У Васи все хорошо, и, кажется, дело идет на поправку. Он выходит на улицу. Спускают и поднимают его на лифте, а ходит один без поддержки. Я застала его сидящим на скамейке на улице. Настроение у него получше, хотя говорит, что ничто его не радует - ни весна, ни зелень, которую он так хотел увидеть..."

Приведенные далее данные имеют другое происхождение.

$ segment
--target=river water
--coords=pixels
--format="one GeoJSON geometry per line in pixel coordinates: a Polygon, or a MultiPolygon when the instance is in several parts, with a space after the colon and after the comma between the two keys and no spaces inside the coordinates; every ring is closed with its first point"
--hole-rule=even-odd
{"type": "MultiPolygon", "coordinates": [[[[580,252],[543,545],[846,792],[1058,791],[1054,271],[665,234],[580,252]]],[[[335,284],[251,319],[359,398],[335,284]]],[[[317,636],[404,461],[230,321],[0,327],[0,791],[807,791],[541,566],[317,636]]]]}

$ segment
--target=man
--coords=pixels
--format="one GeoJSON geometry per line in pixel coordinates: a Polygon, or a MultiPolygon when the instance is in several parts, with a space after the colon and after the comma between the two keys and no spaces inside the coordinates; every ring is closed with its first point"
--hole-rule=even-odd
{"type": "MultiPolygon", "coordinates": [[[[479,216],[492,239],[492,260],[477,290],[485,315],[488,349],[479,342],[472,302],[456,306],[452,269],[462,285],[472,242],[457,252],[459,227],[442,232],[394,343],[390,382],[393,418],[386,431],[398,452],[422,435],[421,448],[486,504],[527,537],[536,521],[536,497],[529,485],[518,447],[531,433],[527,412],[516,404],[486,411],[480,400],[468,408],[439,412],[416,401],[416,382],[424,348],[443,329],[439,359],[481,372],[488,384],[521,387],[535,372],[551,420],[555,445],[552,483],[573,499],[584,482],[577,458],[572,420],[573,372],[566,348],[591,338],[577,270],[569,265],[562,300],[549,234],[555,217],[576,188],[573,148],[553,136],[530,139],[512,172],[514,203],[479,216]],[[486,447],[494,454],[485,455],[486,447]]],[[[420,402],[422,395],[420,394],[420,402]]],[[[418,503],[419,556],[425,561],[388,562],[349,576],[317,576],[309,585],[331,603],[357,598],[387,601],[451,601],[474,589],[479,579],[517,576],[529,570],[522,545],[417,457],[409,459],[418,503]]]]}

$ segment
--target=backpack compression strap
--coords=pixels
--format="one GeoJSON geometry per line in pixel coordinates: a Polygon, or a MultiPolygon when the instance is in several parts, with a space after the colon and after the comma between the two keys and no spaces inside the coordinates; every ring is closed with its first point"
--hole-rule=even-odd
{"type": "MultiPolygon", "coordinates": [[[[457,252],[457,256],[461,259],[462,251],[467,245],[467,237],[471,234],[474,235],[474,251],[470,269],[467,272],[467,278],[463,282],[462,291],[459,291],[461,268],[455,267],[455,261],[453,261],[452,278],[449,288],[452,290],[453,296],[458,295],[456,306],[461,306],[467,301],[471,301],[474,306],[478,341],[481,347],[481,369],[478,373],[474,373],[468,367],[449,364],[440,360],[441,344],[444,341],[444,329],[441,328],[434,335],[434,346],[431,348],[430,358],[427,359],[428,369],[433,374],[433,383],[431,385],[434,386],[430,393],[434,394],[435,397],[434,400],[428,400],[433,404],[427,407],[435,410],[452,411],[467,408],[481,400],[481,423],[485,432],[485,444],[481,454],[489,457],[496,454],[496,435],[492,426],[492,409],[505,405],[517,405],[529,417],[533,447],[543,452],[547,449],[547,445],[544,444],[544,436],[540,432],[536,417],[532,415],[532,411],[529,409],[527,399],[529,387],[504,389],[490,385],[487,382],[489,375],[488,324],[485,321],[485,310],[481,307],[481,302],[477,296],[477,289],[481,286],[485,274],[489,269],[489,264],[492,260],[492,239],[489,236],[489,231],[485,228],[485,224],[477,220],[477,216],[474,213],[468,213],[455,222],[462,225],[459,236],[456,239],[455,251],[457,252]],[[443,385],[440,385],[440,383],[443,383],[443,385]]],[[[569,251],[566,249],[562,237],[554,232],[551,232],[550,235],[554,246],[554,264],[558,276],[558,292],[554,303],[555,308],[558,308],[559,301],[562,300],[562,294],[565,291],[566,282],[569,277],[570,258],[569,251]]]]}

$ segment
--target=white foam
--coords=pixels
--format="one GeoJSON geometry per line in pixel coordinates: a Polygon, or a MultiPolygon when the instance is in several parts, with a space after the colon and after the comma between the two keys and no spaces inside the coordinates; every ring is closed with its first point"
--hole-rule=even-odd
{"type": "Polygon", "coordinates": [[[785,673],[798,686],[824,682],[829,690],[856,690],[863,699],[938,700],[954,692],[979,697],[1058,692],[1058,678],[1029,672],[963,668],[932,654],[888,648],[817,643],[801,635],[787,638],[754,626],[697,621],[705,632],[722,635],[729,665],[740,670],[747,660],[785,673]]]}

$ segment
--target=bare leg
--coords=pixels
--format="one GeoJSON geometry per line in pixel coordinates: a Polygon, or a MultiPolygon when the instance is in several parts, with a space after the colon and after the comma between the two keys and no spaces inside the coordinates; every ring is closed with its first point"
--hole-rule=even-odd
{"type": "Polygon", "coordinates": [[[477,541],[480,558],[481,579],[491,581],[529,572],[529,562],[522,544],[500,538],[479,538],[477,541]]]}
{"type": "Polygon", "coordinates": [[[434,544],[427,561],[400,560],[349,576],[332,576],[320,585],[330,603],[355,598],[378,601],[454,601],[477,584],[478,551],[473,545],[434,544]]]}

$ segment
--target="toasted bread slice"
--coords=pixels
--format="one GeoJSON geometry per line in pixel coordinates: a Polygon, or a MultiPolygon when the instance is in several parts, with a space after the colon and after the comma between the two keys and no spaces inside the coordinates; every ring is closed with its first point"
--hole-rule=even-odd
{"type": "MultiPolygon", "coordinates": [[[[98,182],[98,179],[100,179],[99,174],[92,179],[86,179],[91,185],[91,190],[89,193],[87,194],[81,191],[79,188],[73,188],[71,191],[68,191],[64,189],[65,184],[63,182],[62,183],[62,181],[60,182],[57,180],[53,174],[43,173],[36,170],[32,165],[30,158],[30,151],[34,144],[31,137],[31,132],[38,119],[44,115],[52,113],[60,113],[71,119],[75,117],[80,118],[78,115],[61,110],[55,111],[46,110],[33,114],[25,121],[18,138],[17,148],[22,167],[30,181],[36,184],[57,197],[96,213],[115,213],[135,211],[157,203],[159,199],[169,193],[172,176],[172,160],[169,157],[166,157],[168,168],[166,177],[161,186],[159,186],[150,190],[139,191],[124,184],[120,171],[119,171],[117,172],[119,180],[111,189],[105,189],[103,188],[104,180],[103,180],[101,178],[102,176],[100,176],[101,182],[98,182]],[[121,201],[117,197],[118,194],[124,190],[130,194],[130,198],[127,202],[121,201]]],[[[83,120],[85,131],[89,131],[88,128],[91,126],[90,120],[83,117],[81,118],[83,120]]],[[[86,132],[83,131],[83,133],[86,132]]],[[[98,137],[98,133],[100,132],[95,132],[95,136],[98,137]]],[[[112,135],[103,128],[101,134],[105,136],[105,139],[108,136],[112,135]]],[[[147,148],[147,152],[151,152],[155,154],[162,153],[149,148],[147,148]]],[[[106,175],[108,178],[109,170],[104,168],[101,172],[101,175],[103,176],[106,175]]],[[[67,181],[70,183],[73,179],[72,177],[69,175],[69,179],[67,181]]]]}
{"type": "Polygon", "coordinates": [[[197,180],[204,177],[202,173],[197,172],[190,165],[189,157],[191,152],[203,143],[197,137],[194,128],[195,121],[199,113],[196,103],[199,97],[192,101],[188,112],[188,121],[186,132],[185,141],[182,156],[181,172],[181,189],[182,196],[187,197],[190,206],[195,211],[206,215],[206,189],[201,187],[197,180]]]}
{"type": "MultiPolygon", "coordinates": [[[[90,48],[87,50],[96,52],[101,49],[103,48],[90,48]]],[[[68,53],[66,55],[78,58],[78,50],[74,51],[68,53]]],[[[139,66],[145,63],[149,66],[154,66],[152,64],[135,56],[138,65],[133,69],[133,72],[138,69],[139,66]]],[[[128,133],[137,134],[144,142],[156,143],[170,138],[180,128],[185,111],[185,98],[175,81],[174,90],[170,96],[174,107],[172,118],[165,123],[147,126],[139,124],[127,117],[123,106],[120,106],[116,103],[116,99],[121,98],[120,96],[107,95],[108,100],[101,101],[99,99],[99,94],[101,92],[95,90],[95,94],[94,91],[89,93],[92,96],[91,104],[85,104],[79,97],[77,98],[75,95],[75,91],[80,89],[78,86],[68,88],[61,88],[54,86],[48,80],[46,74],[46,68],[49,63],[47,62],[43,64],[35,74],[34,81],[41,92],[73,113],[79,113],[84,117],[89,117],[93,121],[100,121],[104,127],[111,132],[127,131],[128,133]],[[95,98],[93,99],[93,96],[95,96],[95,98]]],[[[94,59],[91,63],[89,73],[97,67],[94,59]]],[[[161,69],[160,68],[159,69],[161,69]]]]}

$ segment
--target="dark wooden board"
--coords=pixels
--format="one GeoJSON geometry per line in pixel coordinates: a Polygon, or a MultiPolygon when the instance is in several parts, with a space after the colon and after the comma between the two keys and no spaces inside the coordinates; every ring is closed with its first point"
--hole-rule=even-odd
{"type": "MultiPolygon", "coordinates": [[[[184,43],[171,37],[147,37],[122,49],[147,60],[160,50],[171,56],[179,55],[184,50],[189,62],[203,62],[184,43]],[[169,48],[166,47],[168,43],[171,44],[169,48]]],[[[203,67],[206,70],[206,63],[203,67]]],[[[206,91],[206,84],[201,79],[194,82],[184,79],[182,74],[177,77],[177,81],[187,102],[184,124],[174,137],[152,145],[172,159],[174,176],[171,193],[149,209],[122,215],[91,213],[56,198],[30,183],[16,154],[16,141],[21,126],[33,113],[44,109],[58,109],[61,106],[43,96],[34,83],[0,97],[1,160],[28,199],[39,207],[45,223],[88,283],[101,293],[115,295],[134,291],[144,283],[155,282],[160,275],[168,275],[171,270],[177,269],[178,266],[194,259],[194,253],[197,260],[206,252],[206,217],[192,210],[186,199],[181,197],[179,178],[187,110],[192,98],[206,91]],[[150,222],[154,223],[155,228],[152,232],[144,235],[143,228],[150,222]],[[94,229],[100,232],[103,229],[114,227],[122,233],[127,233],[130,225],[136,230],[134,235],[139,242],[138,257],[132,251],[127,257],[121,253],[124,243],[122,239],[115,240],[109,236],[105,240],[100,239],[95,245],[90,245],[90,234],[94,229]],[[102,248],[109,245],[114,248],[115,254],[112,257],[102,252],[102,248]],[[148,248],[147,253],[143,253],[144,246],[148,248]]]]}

После выписки из больницы Гроссман заметно окреп. К нему вернулся хороший цвет лица. Можно было бы радоваться, если бы не знать о грозящей ему опасности. Мы каждый день гуляли вдвоем недалеко от дома, иногда по влечению, свойственному обоим, садились в трамвай и проделывали весь маршрут его длинный от начала до конца, наблюдая меняющихся пассажиров. Если против него сидели дети на руках у матерей, Гроссман строил им рожицы, и дети смеялись. А иногда мы в такси отправлялись к речному вокзалу, сидели в парке, любовались рекой, пароходами. Со слезами в голосе он мне рассказывал, что молодой писатель Овидий Горчаков пришел к Гудынскому, предлагал для Гроссмана свою почку.
Кажется, в августе он прочел мне окончательный вариант повести "Все течет", - все эти месяцы, выйдя из больницы, над ней работал. Я уверен, что "Все течет" - новое слово в русской прозе. Ее незавершенность кажущаяся. Соединение художественных страниц с публицистикой - результат обдуманного решения, а не поспешности, как полагают некоторые. Гроссман в этой повести рассказал о том, о чем до него никто не писал. Я никогда не видел ее напечатанную. Прототипы ее главных героев мне хорошо известны.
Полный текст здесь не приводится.